Art boosts long-term mental health – new study
Anglia Ruskin University conducted an evaluation of an NHS initiative, Open Arts Essex, which consisted of 12-week arts courses in community venues in the county. Participants included mental health service users, carers and self-referred individuals.
The research looked at the participants’ experiences of the course and also measured their wellbeing and social inclusion three and six months after it finished.
A questionnaire taken immediately after the course finished showed that all respondents enjoyed the activity and 90% reported increased motivation to do art work. More than 80% reported improved confidence.
After three months, most were continuing with their art work and some had taken it further, attending other art groups and even enrolling in courses at college.
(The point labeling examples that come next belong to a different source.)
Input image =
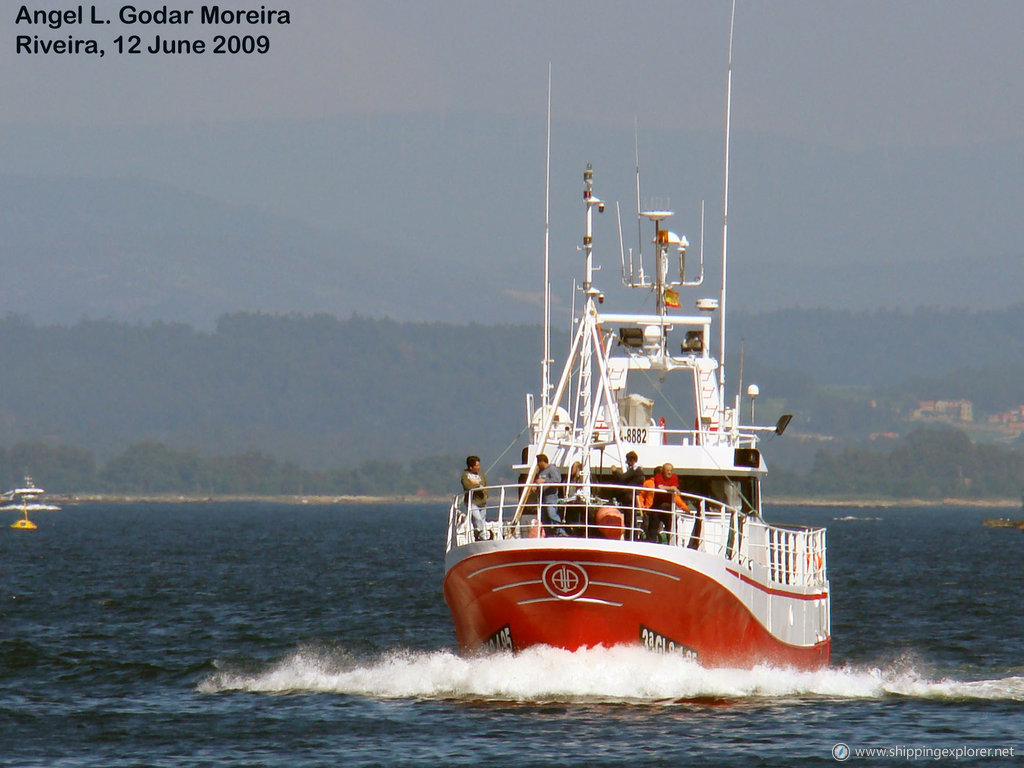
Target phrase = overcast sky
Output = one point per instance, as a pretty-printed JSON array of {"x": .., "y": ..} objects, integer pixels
[
  {"x": 871, "y": 133},
  {"x": 848, "y": 74}
]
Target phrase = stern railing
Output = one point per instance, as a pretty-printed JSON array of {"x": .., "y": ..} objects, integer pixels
[{"x": 784, "y": 555}]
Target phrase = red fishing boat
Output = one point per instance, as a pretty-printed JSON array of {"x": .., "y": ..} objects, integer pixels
[{"x": 685, "y": 563}]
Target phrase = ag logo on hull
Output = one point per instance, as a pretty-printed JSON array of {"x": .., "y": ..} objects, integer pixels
[{"x": 566, "y": 581}]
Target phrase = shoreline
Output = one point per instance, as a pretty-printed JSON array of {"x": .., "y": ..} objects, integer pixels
[{"x": 340, "y": 500}]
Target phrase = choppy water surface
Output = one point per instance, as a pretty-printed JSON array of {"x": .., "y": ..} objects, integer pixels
[{"x": 237, "y": 635}]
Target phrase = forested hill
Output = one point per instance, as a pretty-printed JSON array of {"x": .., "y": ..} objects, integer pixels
[
  {"x": 325, "y": 392},
  {"x": 315, "y": 390}
]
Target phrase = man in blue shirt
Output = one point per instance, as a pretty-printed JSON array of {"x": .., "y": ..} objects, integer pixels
[{"x": 550, "y": 480}]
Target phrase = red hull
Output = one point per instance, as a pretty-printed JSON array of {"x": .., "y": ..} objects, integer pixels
[{"x": 576, "y": 597}]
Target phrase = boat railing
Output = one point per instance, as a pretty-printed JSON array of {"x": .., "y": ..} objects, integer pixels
[
  {"x": 787, "y": 556},
  {"x": 659, "y": 435}
]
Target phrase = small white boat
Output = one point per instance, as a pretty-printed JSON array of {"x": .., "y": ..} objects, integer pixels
[{"x": 25, "y": 500}]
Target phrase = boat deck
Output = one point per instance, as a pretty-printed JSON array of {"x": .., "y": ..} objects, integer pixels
[{"x": 783, "y": 555}]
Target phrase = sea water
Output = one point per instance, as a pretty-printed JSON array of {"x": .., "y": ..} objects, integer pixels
[{"x": 273, "y": 635}]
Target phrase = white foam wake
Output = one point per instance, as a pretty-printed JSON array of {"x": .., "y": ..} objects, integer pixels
[{"x": 622, "y": 674}]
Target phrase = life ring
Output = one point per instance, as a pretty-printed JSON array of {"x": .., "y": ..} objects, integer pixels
[{"x": 813, "y": 559}]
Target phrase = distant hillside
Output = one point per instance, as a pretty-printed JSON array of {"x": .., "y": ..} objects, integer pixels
[
  {"x": 325, "y": 392},
  {"x": 139, "y": 251},
  {"x": 315, "y": 390},
  {"x": 440, "y": 217}
]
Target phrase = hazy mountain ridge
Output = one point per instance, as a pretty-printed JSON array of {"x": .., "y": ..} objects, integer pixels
[
  {"x": 326, "y": 392},
  {"x": 399, "y": 215}
]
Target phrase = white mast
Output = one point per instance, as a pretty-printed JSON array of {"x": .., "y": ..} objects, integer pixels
[
  {"x": 725, "y": 218},
  {"x": 546, "y": 365}
]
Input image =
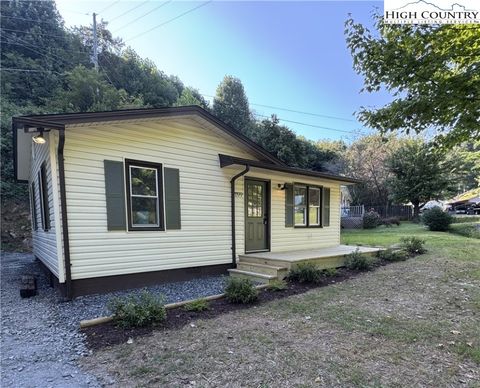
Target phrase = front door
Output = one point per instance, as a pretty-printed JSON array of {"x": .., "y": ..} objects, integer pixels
[{"x": 257, "y": 215}]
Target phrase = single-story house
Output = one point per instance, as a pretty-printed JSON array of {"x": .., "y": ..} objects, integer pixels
[{"x": 127, "y": 198}]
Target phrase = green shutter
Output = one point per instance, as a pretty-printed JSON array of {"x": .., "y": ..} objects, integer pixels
[
  {"x": 172, "y": 198},
  {"x": 115, "y": 195},
  {"x": 326, "y": 207},
  {"x": 288, "y": 205}
]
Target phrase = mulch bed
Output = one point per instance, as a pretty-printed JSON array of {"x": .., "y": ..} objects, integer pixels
[{"x": 108, "y": 334}]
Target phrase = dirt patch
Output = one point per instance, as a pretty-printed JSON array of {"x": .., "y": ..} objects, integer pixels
[{"x": 108, "y": 334}]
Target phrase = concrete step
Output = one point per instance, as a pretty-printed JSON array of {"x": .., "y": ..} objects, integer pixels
[
  {"x": 254, "y": 276},
  {"x": 262, "y": 268}
]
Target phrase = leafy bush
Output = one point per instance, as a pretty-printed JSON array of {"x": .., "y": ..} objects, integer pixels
[
  {"x": 329, "y": 272},
  {"x": 305, "y": 273},
  {"x": 138, "y": 310},
  {"x": 239, "y": 290},
  {"x": 393, "y": 255},
  {"x": 371, "y": 220},
  {"x": 436, "y": 219},
  {"x": 277, "y": 285},
  {"x": 390, "y": 221},
  {"x": 413, "y": 245},
  {"x": 197, "y": 305},
  {"x": 357, "y": 261}
]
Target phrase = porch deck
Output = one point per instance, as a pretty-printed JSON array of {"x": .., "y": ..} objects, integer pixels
[{"x": 267, "y": 266}]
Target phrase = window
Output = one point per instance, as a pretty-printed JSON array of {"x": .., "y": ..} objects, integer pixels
[
  {"x": 44, "y": 200},
  {"x": 307, "y": 205},
  {"x": 313, "y": 206},
  {"x": 33, "y": 206},
  {"x": 144, "y": 195},
  {"x": 300, "y": 205}
]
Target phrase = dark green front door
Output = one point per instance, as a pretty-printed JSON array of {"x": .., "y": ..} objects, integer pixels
[{"x": 256, "y": 215}]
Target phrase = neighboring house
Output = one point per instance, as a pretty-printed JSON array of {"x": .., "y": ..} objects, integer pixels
[{"x": 127, "y": 198}]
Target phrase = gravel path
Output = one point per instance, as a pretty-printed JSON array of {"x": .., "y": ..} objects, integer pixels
[{"x": 40, "y": 341}]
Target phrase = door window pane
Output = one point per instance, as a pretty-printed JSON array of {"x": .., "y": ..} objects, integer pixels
[{"x": 254, "y": 200}]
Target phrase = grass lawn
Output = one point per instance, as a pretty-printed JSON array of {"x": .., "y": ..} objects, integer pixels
[{"x": 412, "y": 323}]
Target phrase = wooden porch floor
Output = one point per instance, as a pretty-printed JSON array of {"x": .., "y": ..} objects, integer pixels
[{"x": 309, "y": 254}]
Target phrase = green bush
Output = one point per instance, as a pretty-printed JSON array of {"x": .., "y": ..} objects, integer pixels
[
  {"x": 305, "y": 273},
  {"x": 277, "y": 285},
  {"x": 436, "y": 219},
  {"x": 329, "y": 272},
  {"x": 358, "y": 261},
  {"x": 371, "y": 220},
  {"x": 413, "y": 245},
  {"x": 144, "y": 309},
  {"x": 239, "y": 290},
  {"x": 196, "y": 305},
  {"x": 393, "y": 255}
]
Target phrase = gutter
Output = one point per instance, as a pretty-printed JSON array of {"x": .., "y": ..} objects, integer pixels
[
  {"x": 63, "y": 204},
  {"x": 232, "y": 189}
]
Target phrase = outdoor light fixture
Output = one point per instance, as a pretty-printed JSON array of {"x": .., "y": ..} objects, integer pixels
[{"x": 39, "y": 139}]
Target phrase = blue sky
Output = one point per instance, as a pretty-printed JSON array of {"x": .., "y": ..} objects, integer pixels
[{"x": 291, "y": 55}]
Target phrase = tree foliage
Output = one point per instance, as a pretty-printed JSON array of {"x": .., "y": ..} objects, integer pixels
[
  {"x": 231, "y": 104},
  {"x": 433, "y": 73},
  {"x": 419, "y": 174}
]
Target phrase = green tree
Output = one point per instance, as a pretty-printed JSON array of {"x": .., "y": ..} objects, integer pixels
[
  {"x": 431, "y": 71},
  {"x": 191, "y": 96},
  {"x": 419, "y": 174},
  {"x": 231, "y": 104},
  {"x": 88, "y": 91}
]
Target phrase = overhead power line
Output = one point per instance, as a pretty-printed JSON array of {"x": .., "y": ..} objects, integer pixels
[
  {"x": 170, "y": 20},
  {"x": 108, "y": 6},
  {"x": 142, "y": 16},
  {"x": 310, "y": 125},
  {"x": 130, "y": 10},
  {"x": 294, "y": 111}
]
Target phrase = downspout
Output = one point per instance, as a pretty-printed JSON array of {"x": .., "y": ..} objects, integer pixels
[
  {"x": 232, "y": 188},
  {"x": 63, "y": 204}
]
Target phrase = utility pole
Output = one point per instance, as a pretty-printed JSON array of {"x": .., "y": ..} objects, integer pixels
[{"x": 95, "y": 43}]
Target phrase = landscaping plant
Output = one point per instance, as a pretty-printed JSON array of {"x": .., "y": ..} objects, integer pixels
[
  {"x": 413, "y": 245},
  {"x": 144, "y": 309},
  {"x": 357, "y": 261},
  {"x": 371, "y": 220},
  {"x": 392, "y": 255},
  {"x": 239, "y": 290},
  {"x": 196, "y": 305},
  {"x": 277, "y": 285},
  {"x": 436, "y": 219}
]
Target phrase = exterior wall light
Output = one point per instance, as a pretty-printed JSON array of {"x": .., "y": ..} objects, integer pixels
[{"x": 39, "y": 139}]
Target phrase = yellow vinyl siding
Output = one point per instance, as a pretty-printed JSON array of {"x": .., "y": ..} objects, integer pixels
[
  {"x": 205, "y": 236},
  {"x": 44, "y": 242}
]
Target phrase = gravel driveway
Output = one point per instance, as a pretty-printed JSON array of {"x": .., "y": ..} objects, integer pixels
[{"x": 40, "y": 339}]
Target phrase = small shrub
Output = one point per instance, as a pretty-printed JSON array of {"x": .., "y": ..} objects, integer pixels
[
  {"x": 393, "y": 255},
  {"x": 144, "y": 309},
  {"x": 329, "y": 272},
  {"x": 357, "y": 261},
  {"x": 277, "y": 285},
  {"x": 436, "y": 219},
  {"x": 196, "y": 305},
  {"x": 413, "y": 245},
  {"x": 305, "y": 273},
  {"x": 371, "y": 220},
  {"x": 388, "y": 222},
  {"x": 239, "y": 290}
]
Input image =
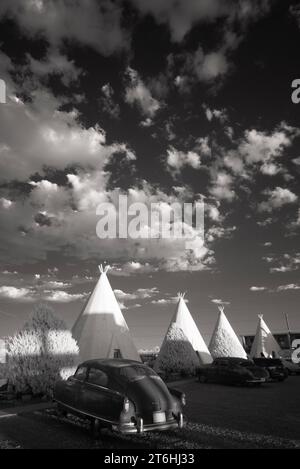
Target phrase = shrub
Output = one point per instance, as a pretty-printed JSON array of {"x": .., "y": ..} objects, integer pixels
[
  {"x": 176, "y": 354},
  {"x": 41, "y": 353}
]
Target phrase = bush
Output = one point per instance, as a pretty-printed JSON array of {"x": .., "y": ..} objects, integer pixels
[
  {"x": 176, "y": 354},
  {"x": 43, "y": 352}
]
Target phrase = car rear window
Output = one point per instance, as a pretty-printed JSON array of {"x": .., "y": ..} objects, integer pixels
[
  {"x": 134, "y": 372},
  {"x": 97, "y": 377}
]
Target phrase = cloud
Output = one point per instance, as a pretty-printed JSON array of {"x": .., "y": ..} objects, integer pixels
[
  {"x": 218, "y": 301},
  {"x": 166, "y": 301},
  {"x": 182, "y": 15},
  {"x": 133, "y": 268},
  {"x": 86, "y": 23},
  {"x": 107, "y": 102},
  {"x": 139, "y": 294},
  {"x": 47, "y": 136},
  {"x": 138, "y": 94},
  {"x": 209, "y": 66},
  {"x": 222, "y": 186},
  {"x": 288, "y": 263},
  {"x": 290, "y": 286},
  {"x": 14, "y": 293},
  {"x": 60, "y": 296},
  {"x": 218, "y": 114},
  {"x": 260, "y": 150},
  {"x": 55, "y": 64},
  {"x": 176, "y": 159},
  {"x": 277, "y": 198}
]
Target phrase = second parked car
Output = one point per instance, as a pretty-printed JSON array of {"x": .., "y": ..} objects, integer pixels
[
  {"x": 274, "y": 366},
  {"x": 232, "y": 371}
]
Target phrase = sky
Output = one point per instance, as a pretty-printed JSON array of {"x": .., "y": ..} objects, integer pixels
[{"x": 164, "y": 102}]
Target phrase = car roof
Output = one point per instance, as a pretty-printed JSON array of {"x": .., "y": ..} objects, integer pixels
[{"x": 110, "y": 363}]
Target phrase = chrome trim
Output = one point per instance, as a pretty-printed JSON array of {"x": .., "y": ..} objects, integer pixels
[{"x": 86, "y": 413}]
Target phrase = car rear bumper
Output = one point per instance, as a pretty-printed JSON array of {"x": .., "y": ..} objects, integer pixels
[
  {"x": 256, "y": 380},
  {"x": 140, "y": 427}
]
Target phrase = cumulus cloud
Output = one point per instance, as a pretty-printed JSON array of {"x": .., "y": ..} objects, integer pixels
[
  {"x": 178, "y": 159},
  {"x": 182, "y": 15},
  {"x": 108, "y": 103},
  {"x": 14, "y": 293},
  {"x": 138, "y": 94},
  {"x": 222, "y": 186},
  {"x": 218, "y": 301},
  {"x": 60, "y": 296},
  {"x": 55, "y": 64},
  {"x": 277, "y": 198},
  {"x": 290, "y": 286},
  {"x": 85, "y": 23}
]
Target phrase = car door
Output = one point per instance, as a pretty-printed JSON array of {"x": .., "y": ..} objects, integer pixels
[
  {"x": 96, "y": 396},
  {"x": 73, "y": 387}
]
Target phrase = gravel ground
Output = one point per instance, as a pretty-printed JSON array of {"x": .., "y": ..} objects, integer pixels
[{"x": 219, "y": 417}]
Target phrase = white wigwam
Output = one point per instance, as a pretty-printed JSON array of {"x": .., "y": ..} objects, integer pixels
[
  {"x": 224, "y": 341},
  {"x": 101, "y": 330},
  {"x": 264, "y": 343},
  {"x": 184, "y": 320}
]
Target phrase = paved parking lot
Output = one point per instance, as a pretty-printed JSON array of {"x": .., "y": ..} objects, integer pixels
[{"x": 218, "y": 417}]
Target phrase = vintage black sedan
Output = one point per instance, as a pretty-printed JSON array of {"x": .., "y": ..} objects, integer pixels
[
  {"x": 123, "y": 395},
  {"x": 232, "y": 370}
]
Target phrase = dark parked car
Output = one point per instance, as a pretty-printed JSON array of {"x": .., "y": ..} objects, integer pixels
[
  {"x": 274, "y": 366},
  {"x": 232, "y": 371},
  {"x": 124, "y": 395}
]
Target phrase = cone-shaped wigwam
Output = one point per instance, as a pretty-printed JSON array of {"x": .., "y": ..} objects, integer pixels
[
  {"x": 101, "y": 330},
  {"x": 264, "y": 344},
  {"x": 176, "y": 354},
  {"x": 224, "y": 341},
  {"x": 183, "y": 320}
]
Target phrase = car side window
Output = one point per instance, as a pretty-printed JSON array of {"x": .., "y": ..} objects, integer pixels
[
  {"x": 97, "y": 377},
  {"x": 81, "y": 373}
]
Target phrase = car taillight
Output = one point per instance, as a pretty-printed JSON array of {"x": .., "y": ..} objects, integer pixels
[{"x": 126, "y": 404}]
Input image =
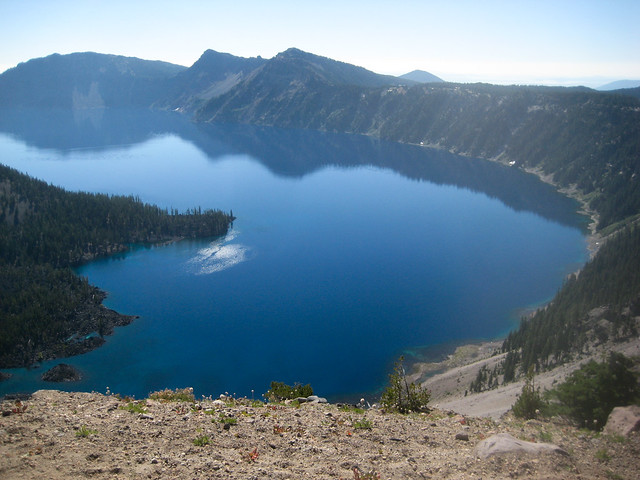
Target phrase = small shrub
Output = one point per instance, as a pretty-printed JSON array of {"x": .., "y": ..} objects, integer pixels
[
  {"x": 134, "y": 407},
  {"x": 363, "y": 423},
  {"x": 529, "y": 402},
  {"x": 84, "y": 431},
  {"x": 545, "y": 437},
  {"x": 177, "y": 395},
  {"x": 227, "y": 420},
  {"x": 201, "y": 440},
  {"x": 603, "y": 455},
  {"x": 280, "y": 391},
  {"x": 403, "y": 396}
]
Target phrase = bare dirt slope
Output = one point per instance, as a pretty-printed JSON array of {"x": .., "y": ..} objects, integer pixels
[{"x": 56, "y": 435}]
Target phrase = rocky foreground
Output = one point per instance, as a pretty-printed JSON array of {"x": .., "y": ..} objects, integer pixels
[{"x": 58, "y": 435}]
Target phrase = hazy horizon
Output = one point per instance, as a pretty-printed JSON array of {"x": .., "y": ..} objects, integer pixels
[{"x": 544, "y": 43}]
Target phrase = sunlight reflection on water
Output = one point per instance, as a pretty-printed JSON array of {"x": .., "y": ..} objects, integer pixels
[{"x": 219, "y": 255}]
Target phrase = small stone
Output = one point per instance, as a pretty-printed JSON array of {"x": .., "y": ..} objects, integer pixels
[{"x": 623, "y": 421}]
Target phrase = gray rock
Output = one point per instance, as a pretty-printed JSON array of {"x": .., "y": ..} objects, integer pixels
[
  {"x": 623, "y": 421},
  {"x": 505, "y": 443}
]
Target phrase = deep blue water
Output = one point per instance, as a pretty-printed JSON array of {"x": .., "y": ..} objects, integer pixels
[{"x": 346, "y": 252}]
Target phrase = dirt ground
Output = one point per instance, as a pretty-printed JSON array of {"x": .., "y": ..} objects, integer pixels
[{"x": 57, "y": 435}]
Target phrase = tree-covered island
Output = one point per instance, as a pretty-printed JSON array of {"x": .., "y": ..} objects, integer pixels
[{"x": 46, "y": 310}]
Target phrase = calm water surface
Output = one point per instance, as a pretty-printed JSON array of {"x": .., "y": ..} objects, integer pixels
[{"x": 346, "y": 252}]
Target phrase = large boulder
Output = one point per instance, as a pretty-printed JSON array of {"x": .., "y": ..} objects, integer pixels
[
  {"x": 61, "y": 373},
  {"x": 502, "y": 443},
  {"x": 623, "y": 421}
]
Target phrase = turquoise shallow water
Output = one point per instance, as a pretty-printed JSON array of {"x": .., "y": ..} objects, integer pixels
[{"x": 346, "y": 252}]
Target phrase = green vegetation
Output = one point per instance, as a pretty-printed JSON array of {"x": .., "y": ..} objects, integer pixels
[
  {"x": 177, "y": 395},
  {"x": 201, "y": 440},
  {"x": 530, "y": 401},
  {"x": 47, "y": 311},
  {"x": 589, "y": 394},
  {"x": 280, "y": 391},
  {"x": 134, "y": 407},
  {"x": 363, "y": 424},
  {"x": 554, "y": 333},
  {"x": 84, "y": 431},
  {"x": 227, "y": 420},
  {"x": 402, "y": 396}
]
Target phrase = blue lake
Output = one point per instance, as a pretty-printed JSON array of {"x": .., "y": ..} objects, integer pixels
[{"x": 346, "y": 253}]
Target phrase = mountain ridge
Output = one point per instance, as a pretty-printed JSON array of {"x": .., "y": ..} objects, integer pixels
[{"x": 583, "y": 141}]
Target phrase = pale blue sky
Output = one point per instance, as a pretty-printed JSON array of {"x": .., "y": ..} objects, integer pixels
[{"x": 559, "y": 42}]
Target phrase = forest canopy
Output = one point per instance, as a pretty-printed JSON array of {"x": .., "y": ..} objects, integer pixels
[{"x": 46, "y": 310}]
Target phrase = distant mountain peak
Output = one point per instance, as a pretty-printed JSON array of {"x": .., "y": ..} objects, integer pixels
[{"x": 421, "y": 76}]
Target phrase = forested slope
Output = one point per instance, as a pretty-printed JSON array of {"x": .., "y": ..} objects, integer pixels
[{"x": 45, "y": 309}]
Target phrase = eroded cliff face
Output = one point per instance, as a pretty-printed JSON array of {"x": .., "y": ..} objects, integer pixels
[{"x": 54, "y": 434}]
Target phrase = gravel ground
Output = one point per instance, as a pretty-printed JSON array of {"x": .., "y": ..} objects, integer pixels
[{"x": 56, "y": 435}]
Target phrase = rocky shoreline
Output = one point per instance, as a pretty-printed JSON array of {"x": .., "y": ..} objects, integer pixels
[{"x": 93, "y": 321}]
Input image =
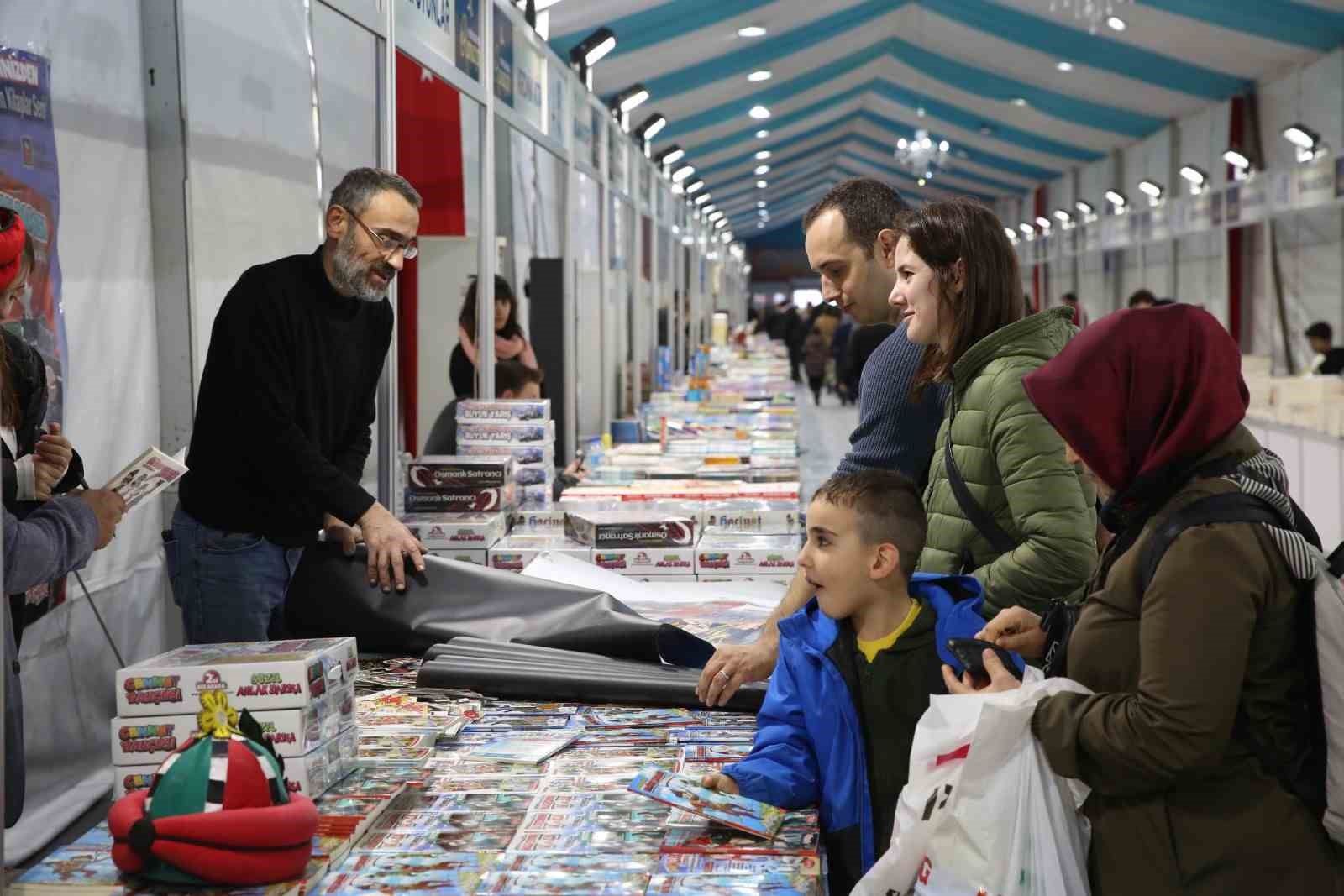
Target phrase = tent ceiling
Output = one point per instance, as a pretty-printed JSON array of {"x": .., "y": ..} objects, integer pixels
[{"x": 850, "y": 76}]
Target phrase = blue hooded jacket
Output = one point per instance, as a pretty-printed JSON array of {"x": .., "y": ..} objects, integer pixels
[{"x": 811, "y": 745}]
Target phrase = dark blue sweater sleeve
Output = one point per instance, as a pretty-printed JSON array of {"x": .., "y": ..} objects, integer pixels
[{"x": 894, "y": 432}]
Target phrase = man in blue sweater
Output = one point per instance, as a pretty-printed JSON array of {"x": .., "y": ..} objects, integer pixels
[{"x": 853, "y": 248}]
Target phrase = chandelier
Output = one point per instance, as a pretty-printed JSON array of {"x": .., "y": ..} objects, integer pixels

After six months, activities undertaken by participants included joining a choir, running an art group at a substance misuse service and making a documentary film.
Participants also showed significant improvements in measures of mental health and social inclusion, and these improvements continued at both three and six months after the course.
Anglia Ruskin’s Dr Ceri Wilson, co-author of the study, said: “The results of this study add further weight to the growing evidence that arts participation is an effective means of promoting mental wellbeing and social inclusion for people experiencing, or at risk of, mental health problems.
“A key aim was to assess whether the benefits were maintained in the long-term and this study shows this was indeed the case. The majority were continuing their art work and for those pursuing related courses or work, social inclusion gains are likely.”